The Massachusetts Appeals Court just issued its decision in Moronta v Nationstar Mortgage. The case arose when a borrower whose home had been foreclosed and who was then being evicted, counter-claimed on several grounds, including a consumer protection violation claim under MGL c.93A that the lender knew or should have known that the borrower would be unable to repay the loan that was granted. The trial court granted Nationstar's motion for summary judgment on the grounds that there was no issue of material fact and that Nationstar was entitled to judgment as a matter of law. The Appeals Court disagreed and returned the case to the trial court for further action.

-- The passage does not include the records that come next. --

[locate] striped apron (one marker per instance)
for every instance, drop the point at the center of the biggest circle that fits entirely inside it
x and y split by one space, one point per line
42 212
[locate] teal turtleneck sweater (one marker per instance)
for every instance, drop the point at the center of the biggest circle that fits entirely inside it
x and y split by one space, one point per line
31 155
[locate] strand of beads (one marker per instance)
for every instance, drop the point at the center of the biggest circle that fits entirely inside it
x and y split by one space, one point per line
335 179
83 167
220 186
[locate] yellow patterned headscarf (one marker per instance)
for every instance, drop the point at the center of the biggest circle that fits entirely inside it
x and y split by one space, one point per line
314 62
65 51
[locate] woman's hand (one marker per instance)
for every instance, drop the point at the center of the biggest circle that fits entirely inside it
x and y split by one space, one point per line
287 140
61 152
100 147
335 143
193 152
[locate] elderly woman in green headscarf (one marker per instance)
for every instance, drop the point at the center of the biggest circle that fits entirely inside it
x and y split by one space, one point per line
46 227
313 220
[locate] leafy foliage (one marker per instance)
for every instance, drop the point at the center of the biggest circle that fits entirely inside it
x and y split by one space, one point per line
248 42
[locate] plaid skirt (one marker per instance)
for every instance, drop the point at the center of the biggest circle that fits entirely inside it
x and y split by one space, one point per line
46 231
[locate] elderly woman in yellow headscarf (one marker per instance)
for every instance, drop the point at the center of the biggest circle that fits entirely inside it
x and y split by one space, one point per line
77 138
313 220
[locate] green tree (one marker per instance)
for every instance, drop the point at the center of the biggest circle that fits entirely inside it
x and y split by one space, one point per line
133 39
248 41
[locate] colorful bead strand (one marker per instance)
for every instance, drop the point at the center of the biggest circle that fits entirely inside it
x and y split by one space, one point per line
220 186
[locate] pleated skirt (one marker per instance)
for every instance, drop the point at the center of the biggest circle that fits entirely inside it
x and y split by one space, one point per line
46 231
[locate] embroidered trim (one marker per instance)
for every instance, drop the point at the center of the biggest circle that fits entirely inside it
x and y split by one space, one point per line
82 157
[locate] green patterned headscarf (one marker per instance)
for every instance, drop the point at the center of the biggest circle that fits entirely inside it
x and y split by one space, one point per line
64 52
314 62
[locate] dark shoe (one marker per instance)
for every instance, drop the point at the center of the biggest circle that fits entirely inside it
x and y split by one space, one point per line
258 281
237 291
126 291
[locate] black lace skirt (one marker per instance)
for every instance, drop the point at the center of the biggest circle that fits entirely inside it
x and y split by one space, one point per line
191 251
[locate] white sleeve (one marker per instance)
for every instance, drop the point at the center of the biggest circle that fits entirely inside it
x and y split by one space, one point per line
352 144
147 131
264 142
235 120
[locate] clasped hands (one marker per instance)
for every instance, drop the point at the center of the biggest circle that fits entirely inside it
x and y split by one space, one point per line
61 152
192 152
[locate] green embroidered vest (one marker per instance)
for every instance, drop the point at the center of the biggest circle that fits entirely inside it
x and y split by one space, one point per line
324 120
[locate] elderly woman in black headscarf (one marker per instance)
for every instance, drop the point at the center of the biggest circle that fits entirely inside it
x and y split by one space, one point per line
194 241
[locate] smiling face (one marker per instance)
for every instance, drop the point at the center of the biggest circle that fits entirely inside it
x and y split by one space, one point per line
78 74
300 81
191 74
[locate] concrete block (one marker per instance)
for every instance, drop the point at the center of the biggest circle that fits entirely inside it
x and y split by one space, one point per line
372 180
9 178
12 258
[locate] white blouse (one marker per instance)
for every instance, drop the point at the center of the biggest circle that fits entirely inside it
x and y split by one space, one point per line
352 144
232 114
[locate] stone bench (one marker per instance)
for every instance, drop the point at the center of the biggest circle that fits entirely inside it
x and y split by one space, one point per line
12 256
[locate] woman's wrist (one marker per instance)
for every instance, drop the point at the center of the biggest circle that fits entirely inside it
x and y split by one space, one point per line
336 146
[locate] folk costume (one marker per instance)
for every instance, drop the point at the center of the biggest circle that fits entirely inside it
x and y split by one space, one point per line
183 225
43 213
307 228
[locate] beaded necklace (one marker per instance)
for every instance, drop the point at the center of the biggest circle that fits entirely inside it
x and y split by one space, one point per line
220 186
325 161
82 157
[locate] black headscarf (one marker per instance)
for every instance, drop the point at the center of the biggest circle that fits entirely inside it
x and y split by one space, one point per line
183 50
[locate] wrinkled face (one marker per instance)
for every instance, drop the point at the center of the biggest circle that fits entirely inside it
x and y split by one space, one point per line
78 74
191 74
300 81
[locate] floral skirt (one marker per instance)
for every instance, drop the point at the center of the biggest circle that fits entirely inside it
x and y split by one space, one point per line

The Appeals Court held that there was a "genuine issue of material fact whether [lender] should have recognized at the outset that borrower was unlikely to be able to repay the refinanced loans at issue" which is the standard set by the Supreme Judicial Court for finding a violation of 93A.

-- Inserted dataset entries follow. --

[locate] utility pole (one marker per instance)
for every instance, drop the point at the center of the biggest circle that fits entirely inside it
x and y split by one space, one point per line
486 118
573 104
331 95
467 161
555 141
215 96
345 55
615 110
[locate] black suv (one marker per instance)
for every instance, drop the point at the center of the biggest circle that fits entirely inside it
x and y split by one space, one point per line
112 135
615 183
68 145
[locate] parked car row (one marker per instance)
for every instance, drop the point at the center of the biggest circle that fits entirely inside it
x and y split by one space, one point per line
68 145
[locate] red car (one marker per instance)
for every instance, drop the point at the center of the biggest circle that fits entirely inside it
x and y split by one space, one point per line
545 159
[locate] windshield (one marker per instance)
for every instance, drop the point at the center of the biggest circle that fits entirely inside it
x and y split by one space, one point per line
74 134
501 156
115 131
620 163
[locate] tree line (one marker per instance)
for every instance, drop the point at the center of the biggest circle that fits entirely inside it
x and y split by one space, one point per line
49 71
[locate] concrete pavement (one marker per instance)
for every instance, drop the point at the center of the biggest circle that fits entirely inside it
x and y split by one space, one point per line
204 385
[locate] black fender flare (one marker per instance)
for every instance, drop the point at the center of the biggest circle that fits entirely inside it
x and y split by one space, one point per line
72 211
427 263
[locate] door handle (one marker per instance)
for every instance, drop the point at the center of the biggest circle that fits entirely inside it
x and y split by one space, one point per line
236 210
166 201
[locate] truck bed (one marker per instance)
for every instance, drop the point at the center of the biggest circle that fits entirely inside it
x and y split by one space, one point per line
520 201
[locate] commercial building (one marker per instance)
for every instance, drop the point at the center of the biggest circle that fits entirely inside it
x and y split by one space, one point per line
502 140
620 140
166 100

The decision is worth reading if only for background on how the mortgage industry worked during the boom years. The Appeals Court latched onto the terms of the new loan intended to "rescue" the borrower from the terms of the initial loan of which he was in default. The new loan was for 30 years, but the payments were amortized over 50 to reduce the monthly payment amount. This left a balloon payment due at the end of 30 years equal to 90% of the amount of the initial indebtedness, despite the borrower having payed 30 years of monthly payments. While the Appeals Court did not rule that this was a 93A violation as a matter of law, it did say it created a question of fact that was appropriate for further judicial inquiry.